Prompt 3 output: [Full formal appeal letter, properly addressed, under 250 words, citing the clinical findings and requesting reconsideration within 30 days — using the practice's name and provider from the Project context]

Prompt 4 output: "Attach: 1) Clinical notes from the exam documenting caries depth and remaining structure, 2) Periapical radiograph or a narrative describing what the X-ray shows, 3) Any existing restoration records showing prior failed restoration on this tooth."

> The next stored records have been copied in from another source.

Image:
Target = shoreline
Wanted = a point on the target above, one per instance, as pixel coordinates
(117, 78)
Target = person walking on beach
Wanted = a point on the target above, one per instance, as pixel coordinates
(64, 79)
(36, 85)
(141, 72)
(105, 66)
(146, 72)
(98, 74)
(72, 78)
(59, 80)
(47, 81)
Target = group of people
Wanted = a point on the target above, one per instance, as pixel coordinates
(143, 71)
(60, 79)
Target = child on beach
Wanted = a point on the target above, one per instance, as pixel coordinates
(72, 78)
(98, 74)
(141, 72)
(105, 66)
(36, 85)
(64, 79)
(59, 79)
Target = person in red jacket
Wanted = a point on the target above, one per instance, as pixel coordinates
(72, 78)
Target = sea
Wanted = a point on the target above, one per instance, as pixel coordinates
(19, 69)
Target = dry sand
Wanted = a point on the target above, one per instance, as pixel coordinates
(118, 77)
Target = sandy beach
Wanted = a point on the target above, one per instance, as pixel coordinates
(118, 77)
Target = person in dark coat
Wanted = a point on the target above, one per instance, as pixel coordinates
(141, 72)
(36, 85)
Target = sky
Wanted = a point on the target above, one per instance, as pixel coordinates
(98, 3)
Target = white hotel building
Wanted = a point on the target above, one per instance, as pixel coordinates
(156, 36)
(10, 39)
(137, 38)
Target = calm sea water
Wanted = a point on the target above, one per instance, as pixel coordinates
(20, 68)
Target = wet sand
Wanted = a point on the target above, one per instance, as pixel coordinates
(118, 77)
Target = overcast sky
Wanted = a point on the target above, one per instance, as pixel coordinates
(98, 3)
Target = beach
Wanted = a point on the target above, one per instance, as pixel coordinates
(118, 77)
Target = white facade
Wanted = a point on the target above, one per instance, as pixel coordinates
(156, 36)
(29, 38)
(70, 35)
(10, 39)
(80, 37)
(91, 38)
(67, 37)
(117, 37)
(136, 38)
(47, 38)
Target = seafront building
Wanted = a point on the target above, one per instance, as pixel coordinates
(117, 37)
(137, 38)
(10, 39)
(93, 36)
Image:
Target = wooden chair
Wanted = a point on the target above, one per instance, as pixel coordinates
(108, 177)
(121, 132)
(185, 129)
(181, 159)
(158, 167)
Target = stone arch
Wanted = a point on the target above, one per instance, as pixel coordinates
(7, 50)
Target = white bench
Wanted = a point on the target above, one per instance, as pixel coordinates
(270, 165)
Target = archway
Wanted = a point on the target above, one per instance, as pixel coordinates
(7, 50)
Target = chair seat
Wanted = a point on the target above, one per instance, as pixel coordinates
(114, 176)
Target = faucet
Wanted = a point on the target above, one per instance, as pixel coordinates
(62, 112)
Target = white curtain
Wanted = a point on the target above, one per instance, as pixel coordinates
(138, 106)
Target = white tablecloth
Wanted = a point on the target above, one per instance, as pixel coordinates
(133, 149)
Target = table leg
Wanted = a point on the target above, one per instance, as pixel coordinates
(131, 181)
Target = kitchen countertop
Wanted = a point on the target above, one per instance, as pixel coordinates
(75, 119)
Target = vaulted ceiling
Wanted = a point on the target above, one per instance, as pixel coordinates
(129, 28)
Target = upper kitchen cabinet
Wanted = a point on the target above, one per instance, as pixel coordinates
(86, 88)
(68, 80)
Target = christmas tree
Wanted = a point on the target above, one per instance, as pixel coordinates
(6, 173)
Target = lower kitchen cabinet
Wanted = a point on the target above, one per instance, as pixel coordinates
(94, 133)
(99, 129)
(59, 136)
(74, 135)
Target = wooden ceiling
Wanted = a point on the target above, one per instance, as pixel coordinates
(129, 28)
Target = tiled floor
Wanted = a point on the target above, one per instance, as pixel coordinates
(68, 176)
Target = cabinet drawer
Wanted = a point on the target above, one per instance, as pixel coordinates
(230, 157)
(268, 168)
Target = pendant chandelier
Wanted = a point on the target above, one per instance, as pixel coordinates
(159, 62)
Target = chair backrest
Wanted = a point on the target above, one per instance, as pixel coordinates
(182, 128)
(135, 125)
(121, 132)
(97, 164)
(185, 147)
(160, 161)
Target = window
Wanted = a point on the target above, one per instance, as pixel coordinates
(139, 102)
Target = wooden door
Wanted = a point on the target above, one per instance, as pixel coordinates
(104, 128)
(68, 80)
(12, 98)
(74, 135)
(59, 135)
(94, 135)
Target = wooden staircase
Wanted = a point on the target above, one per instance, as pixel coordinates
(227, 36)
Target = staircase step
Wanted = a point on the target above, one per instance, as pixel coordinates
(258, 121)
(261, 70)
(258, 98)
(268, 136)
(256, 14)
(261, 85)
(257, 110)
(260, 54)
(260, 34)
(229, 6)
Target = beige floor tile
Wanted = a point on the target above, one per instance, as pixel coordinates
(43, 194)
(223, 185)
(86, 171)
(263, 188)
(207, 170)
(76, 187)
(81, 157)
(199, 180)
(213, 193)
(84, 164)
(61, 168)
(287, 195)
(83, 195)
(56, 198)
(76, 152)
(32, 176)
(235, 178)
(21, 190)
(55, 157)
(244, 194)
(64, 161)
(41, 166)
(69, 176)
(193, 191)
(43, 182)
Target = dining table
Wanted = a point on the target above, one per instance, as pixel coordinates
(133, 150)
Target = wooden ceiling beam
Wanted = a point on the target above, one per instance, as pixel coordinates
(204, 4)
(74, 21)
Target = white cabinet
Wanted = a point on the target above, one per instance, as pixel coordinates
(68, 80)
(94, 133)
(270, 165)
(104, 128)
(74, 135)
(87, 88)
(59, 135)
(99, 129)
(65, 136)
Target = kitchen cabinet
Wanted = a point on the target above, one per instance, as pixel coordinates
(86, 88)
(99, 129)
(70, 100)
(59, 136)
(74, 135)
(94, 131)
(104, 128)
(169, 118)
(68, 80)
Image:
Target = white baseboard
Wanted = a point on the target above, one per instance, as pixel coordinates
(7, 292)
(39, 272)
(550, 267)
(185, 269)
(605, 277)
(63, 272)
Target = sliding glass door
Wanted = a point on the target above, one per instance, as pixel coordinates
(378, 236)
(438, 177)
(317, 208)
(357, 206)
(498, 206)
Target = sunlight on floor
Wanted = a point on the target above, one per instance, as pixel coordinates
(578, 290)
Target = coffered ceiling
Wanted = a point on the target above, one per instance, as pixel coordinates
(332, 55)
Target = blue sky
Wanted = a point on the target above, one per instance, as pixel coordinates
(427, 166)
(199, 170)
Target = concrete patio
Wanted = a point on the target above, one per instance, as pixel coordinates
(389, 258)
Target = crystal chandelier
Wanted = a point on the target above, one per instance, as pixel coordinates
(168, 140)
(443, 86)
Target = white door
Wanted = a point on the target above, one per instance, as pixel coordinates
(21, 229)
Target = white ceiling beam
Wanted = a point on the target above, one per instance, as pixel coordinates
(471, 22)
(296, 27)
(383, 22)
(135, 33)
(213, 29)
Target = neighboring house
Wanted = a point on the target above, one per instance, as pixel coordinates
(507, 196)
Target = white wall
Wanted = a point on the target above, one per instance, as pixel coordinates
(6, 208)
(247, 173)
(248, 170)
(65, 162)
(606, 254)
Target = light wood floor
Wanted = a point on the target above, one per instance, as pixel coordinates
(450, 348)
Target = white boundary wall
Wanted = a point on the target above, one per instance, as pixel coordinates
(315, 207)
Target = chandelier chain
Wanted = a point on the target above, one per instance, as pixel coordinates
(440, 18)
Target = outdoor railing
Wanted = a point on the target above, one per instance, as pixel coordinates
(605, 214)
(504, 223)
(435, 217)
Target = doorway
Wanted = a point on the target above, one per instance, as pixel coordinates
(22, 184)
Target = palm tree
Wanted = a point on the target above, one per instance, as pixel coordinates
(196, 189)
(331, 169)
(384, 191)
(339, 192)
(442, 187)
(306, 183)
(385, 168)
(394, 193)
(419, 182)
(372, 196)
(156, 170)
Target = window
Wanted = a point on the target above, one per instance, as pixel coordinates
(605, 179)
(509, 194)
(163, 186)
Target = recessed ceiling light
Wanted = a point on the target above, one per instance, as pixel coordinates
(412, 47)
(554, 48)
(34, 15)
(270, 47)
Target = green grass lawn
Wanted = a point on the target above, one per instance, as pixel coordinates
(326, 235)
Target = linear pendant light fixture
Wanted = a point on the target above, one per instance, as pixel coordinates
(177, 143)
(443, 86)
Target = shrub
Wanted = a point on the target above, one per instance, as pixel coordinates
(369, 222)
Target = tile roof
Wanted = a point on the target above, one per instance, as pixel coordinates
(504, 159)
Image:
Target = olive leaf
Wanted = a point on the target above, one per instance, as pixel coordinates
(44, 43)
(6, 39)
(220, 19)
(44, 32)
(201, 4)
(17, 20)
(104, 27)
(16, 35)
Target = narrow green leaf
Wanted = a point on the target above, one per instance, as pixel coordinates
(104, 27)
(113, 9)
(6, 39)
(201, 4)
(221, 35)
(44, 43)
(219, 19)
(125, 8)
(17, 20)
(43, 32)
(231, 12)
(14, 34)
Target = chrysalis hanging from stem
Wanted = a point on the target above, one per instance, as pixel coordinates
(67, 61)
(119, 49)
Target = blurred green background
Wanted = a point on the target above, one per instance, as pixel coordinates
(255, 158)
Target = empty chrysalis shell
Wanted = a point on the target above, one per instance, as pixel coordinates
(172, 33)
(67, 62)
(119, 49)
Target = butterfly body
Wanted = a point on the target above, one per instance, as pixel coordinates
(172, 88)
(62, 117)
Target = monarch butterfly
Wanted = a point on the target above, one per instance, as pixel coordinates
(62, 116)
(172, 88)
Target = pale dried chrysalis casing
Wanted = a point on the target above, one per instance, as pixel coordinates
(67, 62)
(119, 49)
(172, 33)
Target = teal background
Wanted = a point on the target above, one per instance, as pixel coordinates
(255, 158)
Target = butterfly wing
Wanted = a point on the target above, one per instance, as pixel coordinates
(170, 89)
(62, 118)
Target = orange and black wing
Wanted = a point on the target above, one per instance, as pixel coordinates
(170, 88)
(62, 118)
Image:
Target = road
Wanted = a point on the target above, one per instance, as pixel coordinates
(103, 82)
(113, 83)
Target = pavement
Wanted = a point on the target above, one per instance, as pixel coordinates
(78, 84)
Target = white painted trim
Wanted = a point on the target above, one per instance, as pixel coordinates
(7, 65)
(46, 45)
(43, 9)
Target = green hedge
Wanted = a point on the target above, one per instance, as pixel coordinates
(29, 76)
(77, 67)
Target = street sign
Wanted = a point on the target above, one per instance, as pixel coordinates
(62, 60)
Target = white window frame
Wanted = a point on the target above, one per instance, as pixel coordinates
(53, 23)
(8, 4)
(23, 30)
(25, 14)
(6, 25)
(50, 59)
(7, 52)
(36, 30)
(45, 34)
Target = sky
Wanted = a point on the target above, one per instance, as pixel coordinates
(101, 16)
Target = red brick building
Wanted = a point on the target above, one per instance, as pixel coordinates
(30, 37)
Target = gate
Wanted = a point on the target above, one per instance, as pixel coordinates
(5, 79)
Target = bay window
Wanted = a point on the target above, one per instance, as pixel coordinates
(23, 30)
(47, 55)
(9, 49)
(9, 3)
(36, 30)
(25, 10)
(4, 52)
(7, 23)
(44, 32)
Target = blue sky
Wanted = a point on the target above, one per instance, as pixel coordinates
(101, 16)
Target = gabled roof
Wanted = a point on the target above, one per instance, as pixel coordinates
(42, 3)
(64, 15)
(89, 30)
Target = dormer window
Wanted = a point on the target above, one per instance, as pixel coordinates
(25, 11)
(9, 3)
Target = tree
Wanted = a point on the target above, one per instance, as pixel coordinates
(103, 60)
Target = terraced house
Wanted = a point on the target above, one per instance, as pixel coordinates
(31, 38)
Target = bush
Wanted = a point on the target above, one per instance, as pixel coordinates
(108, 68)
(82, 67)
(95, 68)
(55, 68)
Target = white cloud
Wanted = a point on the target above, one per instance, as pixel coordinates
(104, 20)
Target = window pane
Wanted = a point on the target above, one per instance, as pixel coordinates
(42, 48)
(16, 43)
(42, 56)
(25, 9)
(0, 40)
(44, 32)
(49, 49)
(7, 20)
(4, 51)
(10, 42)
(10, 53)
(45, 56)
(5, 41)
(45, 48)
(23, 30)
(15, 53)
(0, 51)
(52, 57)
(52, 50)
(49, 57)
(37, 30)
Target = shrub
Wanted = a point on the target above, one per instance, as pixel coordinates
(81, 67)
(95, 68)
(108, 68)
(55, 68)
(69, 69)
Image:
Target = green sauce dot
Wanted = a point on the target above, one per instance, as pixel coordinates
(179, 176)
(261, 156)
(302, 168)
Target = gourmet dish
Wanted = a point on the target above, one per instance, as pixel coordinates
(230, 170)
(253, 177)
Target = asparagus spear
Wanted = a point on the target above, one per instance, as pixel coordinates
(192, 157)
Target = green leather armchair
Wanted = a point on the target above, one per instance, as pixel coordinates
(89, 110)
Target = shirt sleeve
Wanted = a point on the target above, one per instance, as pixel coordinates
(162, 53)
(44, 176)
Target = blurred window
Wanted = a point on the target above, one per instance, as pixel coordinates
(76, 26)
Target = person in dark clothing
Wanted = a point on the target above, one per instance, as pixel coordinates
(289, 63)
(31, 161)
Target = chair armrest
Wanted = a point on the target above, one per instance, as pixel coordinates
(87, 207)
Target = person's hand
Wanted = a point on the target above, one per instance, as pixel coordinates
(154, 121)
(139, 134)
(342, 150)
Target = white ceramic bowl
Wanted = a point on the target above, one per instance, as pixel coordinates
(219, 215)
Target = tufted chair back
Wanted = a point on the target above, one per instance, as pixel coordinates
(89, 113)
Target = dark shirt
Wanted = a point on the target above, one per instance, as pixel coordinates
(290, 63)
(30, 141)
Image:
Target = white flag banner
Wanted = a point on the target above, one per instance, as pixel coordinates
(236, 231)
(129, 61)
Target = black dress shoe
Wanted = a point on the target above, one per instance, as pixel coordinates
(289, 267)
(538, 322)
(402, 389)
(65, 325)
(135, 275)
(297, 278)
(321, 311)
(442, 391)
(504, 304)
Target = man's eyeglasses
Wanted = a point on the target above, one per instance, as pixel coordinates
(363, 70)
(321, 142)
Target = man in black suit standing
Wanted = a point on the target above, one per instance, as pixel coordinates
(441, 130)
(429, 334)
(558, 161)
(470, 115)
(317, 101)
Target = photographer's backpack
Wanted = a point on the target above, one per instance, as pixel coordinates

Time saved: 5–7 minutes total vs. 30–45 minutes.


What to Do When It Breaks

  • "Claude doesn't know enough about this specific insurer's policies" → Add a sentence to the Project Instructions: "We see a lot of claims with [Insurer X]. They commonly deny [type of procedure] — always include [specific documentation] when appealing with them."
  • "The appeal letter is too generic" → Add more clinical detail in Prompt 1. The more specific the clinical picture, the more specific the appeal.
  • "Denial Tracker sheet is getting unwieldy" → Add a filter view: filter by Appeal Status = "Sent" to see open appeals; filter by Outcome = "Won" to measure your success rate.
  • "Some denials keep recurring" → Run the monthly analysis prompt — recurring denials often indicate a systemic submission issue that's easier to fix at the source than appeal repeatedly.

Variations

  • Simpler version: Skip the multi-step chain and use a single comprehensive prompt: "Analyze and draft an appeal for: [all details]." You lose the analysis step but it's faster.
  • Extended version: Connect the Denial Tracker to a Zapier automation that reminds you (via email) when an appeal is 25 days old with no response — timely filing deadlines mean you must follow up before they expire.

What to Do Next

  • This week: Set up the Denial Tracker Sheet and update your Claude Project with the denial expertise instructions
  • This month: Run the 4-prompt chain on your next 5 denials — compare time spent to your old method
  • Advanced: Do your first monthly denial analysis prompt. The patterns it surfaces will change how you submit claims going forward.

Advanced guide for Dental Office Manager professionals. These techniques use more sophisticated AI features that may require paid subscriptions.